Antoine les regarda tous, sérieux.
— Je veux qu’on fasse un pacte. Qu’aucun de nous en parle jamais. Qu’on reste liés. Memento Mori. On va tous se le faire tatouer.
— Pis si y en a un qui le fait pas ? souffla Sarah.
— C’est symbolique. Celui qui le fait pas… ça va être un lâche. Ok ?
Ils acceptèrent. Les quatre posèrent leur main sur la brique et firent le serment de garder le secret jusque dans la mort, comme en témoignerait la marque sur leur peau. « Souviens-toi que tu vas mourir. »

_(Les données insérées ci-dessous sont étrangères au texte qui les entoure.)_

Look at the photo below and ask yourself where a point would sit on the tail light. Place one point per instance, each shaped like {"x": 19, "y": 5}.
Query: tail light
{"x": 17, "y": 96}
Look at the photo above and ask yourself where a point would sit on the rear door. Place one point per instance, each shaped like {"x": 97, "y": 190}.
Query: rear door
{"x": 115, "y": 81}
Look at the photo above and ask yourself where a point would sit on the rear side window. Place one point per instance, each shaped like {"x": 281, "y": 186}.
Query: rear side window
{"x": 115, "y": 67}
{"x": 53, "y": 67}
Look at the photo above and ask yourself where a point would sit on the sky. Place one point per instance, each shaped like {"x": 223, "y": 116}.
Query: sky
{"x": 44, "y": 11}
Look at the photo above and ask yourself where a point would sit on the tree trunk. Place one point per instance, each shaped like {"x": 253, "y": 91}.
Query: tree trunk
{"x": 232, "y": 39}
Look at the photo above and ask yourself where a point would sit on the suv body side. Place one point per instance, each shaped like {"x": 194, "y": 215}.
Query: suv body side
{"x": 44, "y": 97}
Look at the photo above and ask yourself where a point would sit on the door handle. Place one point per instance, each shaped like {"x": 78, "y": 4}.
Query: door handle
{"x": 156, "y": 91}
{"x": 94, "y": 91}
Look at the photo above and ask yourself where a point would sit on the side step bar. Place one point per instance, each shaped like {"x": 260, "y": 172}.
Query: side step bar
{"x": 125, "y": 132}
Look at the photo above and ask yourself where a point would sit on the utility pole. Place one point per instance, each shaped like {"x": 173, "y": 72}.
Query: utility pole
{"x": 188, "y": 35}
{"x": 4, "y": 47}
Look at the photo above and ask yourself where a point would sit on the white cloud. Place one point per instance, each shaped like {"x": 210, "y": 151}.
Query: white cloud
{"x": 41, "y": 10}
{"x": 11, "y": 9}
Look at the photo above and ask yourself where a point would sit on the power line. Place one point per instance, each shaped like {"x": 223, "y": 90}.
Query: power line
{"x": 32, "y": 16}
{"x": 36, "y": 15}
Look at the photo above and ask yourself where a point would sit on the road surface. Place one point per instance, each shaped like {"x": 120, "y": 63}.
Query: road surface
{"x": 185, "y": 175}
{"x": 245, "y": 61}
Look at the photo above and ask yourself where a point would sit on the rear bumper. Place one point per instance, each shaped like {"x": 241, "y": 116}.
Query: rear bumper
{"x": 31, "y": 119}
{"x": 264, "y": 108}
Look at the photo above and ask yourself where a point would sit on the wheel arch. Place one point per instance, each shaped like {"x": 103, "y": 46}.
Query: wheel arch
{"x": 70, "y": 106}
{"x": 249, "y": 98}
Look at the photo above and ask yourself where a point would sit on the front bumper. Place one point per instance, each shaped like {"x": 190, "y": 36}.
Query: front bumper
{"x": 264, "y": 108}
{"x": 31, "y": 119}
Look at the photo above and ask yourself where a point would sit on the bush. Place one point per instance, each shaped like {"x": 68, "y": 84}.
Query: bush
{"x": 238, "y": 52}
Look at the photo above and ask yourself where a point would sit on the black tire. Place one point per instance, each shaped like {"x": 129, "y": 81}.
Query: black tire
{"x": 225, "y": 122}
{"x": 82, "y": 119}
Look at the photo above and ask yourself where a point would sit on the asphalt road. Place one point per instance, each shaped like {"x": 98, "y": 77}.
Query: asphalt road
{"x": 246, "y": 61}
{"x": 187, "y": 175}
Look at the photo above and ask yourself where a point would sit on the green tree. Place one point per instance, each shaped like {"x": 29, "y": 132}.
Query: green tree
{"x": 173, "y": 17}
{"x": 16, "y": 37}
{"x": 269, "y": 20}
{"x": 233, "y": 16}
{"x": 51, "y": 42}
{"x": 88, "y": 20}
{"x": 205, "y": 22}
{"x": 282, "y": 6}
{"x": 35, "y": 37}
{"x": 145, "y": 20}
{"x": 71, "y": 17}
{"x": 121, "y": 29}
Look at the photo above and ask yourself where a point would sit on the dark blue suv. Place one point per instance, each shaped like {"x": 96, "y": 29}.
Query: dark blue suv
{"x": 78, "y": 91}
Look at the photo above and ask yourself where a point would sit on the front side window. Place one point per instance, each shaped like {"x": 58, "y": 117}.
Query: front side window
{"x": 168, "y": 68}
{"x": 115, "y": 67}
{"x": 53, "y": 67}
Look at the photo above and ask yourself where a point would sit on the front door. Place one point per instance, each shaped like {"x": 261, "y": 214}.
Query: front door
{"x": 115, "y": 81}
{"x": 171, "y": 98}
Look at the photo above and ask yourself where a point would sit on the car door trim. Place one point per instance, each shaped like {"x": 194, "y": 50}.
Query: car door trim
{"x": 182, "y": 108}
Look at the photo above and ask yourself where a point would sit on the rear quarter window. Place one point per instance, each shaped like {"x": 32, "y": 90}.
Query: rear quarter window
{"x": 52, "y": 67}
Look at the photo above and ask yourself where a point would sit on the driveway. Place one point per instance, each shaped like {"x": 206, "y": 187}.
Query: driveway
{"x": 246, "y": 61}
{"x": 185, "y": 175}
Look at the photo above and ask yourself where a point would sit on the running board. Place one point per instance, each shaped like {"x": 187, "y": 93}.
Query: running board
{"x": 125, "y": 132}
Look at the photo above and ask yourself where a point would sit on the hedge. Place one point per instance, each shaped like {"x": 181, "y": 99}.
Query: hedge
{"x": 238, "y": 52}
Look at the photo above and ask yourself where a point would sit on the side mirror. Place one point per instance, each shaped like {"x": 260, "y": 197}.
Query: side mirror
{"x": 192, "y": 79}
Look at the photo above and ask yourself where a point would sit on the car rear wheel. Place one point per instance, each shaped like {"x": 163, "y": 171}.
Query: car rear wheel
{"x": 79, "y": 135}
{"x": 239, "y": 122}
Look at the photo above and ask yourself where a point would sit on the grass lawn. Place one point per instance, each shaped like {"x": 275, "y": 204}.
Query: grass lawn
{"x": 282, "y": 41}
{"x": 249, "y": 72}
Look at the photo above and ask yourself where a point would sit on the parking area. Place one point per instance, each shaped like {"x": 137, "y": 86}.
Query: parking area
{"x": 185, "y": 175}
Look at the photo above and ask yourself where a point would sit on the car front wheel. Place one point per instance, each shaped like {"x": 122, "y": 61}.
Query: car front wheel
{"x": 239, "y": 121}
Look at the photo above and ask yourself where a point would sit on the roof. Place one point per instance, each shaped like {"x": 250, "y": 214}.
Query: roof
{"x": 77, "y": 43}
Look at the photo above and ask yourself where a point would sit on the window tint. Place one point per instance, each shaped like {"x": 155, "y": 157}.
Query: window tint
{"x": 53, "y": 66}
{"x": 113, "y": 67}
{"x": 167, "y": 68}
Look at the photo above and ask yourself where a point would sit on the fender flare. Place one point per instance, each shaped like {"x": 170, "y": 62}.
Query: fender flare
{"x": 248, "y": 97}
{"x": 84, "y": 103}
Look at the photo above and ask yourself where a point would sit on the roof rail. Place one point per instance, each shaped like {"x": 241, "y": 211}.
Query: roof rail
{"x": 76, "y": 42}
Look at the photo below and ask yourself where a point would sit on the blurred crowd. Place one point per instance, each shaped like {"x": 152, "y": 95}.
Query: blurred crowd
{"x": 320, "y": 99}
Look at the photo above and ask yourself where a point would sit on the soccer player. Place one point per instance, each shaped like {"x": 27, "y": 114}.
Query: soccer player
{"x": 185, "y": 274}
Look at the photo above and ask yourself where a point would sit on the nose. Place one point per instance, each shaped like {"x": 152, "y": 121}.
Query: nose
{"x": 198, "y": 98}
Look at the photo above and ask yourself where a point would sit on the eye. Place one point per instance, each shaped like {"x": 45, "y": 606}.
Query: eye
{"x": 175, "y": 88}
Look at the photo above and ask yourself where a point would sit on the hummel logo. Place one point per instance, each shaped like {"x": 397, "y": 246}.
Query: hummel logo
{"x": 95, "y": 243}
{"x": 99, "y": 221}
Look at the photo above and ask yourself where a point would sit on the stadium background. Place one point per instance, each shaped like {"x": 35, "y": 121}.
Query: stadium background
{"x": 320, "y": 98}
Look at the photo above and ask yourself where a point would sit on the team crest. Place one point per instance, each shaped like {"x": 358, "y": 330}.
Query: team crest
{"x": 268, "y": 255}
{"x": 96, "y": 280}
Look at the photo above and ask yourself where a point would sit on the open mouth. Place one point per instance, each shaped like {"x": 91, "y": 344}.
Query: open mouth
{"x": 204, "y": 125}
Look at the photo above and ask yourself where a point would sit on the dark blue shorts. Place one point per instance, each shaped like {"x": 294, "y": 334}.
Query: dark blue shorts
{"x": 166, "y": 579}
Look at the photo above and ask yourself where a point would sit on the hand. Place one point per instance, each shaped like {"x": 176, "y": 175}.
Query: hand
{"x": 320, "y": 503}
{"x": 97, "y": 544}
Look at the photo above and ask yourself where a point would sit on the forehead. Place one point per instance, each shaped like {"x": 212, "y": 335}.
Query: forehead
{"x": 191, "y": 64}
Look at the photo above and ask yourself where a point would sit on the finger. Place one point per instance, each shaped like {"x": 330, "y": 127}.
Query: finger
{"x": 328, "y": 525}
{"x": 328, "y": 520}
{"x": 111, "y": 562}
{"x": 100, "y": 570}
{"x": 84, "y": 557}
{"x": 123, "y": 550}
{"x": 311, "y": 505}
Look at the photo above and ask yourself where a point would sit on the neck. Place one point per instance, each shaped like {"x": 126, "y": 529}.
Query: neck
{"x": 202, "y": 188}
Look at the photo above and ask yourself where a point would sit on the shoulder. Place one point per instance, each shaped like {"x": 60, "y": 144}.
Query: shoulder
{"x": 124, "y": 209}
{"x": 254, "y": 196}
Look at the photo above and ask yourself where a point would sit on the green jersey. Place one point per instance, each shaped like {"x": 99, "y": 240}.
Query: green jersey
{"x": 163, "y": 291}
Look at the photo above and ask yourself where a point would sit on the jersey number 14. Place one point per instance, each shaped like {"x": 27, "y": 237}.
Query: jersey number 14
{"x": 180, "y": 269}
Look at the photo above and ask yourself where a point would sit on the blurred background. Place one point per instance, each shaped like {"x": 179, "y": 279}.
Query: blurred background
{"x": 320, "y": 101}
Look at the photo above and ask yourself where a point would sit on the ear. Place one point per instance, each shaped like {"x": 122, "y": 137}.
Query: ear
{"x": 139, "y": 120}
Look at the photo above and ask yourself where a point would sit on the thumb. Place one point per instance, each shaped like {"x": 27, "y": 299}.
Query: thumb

Quand ils retirèrent leurs mains, Antoine fit un pas vers le fleuve et lança la brique de toutes ses forces. Un son creux confirma qu’elle venait de disparaître dans l’eau noire.
15 janvier 2025.
Christophe arriva au bord du fleuve, dans HoMa, près du port. Un gros périmètre avait déjà été installé : une bonne quinzaine d’autopatrouilles, et plusieurs voitures d’enquêteurs.
En sortant, il fut accueilli par un sergent.
— Langlois, fit le gars en lui serrant la main. Christophe l’empoigna fermement.
— Sergent Stevenson. C’est quoi, le topo ?
— Tu vas aimer ça, répondit-il en l’amenant.
— J’espère, parce que j’ai manqué une soirée importante.
— On s’excuse…
Arrivés à la berge, une bâche recouvrait un corps. Stevenson s’accroupit, tira un peu sur la toile, mais avant de la lever, il regarda Chris.
— On peut pas l’identifier. Y a plus de face. Y doit flotter depuis un mois. L’eau froide l’a gardé en un morceau.
Corps gonflé, nu, sans traits. Du menton jusqu’au crâne : arraché net. Mais ce qui frappait surtout, c’étaient les scarifications, brûlures et coupures, partout : « Memento Mori ». Répété. Répété. Dans chaque mot, une petite aiguille d’acupuncture plantée droit.
Christophe recula d’un pas. Sa main se porta à son avant-bras, comme si son propre tatouage le brûlait.
— Tabarnak…
Stevenson s’approcha, lui souffla à l’oreille :
— C’est comme ton tattoo, hein, Langlois…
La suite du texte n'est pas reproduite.